Тем временем эскадра поменьше – из тридцати кораблей – отправилась в Локриду в Центральной Греции для защиты Эвбеи – жизненно важного для Афин острова. Афиняне опустошили часть территории, разбили в бою локрийцев и взяли город Фроний, удачно расположенный относительно Эвбеи, земли которой теперь давали афинянам пропитание и убежище.
Чтобы еще больше обезопасить себя, афиняне направились на Эгину – «гной на глазах Пирея»[11]
, как назвал ее Перикл (Аристотель,Афиняне также упрочили безопасность в значимых северо-восточных пределах своей державы тем, что привлекли на свою сторону ранее враждебного правителя Нимфодора из Абдер, города на северном берегу Эгейского моря (см. карту 9). Он был назначен дипломатическим агентом Афин в этих землях и в этом качестве творил чудеса. Он заключил для Афин союз со своим шурином, могущественным фракийским царем Ситалком. Главной проблемой Афин в регионе была истощавшая казну осада Потидеи. Нимфодор пообещал, что Ситалк предоставит афинянам конницу и легковооруженную пехоту и положит конец осаде. Он также примирил афинян с Пердиккой, царем Македонии, который немедленно присоединился к афинской армии для нападения на местных союзников Потидеи.

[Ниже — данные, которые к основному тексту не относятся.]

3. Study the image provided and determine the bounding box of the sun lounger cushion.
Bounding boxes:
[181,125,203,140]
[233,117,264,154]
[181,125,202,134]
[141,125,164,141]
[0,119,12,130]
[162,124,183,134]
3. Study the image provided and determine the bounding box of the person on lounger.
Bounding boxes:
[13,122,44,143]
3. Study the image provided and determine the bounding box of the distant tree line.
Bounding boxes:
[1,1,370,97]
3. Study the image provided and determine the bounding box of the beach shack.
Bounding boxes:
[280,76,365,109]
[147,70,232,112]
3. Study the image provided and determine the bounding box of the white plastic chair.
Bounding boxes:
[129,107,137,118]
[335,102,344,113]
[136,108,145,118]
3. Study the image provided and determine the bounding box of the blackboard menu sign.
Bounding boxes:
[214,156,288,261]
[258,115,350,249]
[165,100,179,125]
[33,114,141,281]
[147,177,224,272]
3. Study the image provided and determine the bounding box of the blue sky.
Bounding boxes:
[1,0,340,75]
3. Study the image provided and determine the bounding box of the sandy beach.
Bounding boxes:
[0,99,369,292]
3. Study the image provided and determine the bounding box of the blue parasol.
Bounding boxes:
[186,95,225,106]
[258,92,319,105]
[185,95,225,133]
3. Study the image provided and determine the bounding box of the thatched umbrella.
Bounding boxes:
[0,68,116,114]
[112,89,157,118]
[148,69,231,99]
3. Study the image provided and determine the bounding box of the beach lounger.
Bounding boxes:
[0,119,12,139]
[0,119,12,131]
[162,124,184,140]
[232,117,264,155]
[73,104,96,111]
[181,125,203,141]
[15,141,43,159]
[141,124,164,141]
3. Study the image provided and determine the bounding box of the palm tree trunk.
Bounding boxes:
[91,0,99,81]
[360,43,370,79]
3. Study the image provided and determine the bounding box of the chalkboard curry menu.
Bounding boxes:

С наступлением осени 431 г. до н. э. Перикл собрал 10 000 афинских гоплитов, 3000 гоплитов-метеков (чужеземцев-резидентов) и большое число легковооруженных войск – самую крупную афинскую армию, когда-либо сведенную вместе, – для разорения Мегариды. Афиняне планировали опустошить поля Мегар и надеялись, что вместе с наложенным на торговлю эмбарго вторжение заставит мегарцев сдаться. И меньшее войско могло бы добиться тех же результатов, но Перикл, прекрасно понимая, какую цену афиняне платят своим боевым духом за его оборонительную стратегию, начал вторжение в широких масштабах, чтобы устранить отчаяние и наглядно продемонстрировать мощь Афин.
НАДГРОБНАЯ РЕЧЬ ПЕРИКЛА
Эта кампания возмездия вновь подтвердила статус Перикла в глазах афинян, и, когда в первый год войны проводились похороны павших, он, как «человек, занимающий в городе, по всеобщему признанию, первенствующее положение за свой высокий ум и выдающиеся заслуги» (II.34.6), был избран для произнесения панегирика. Эта речь, сохранившая у Фукидида свое основное содержание и в какой-то мере форму, показывает, как дар убеждения Перикла склонил афинян к поддержке его мучительной стратегии.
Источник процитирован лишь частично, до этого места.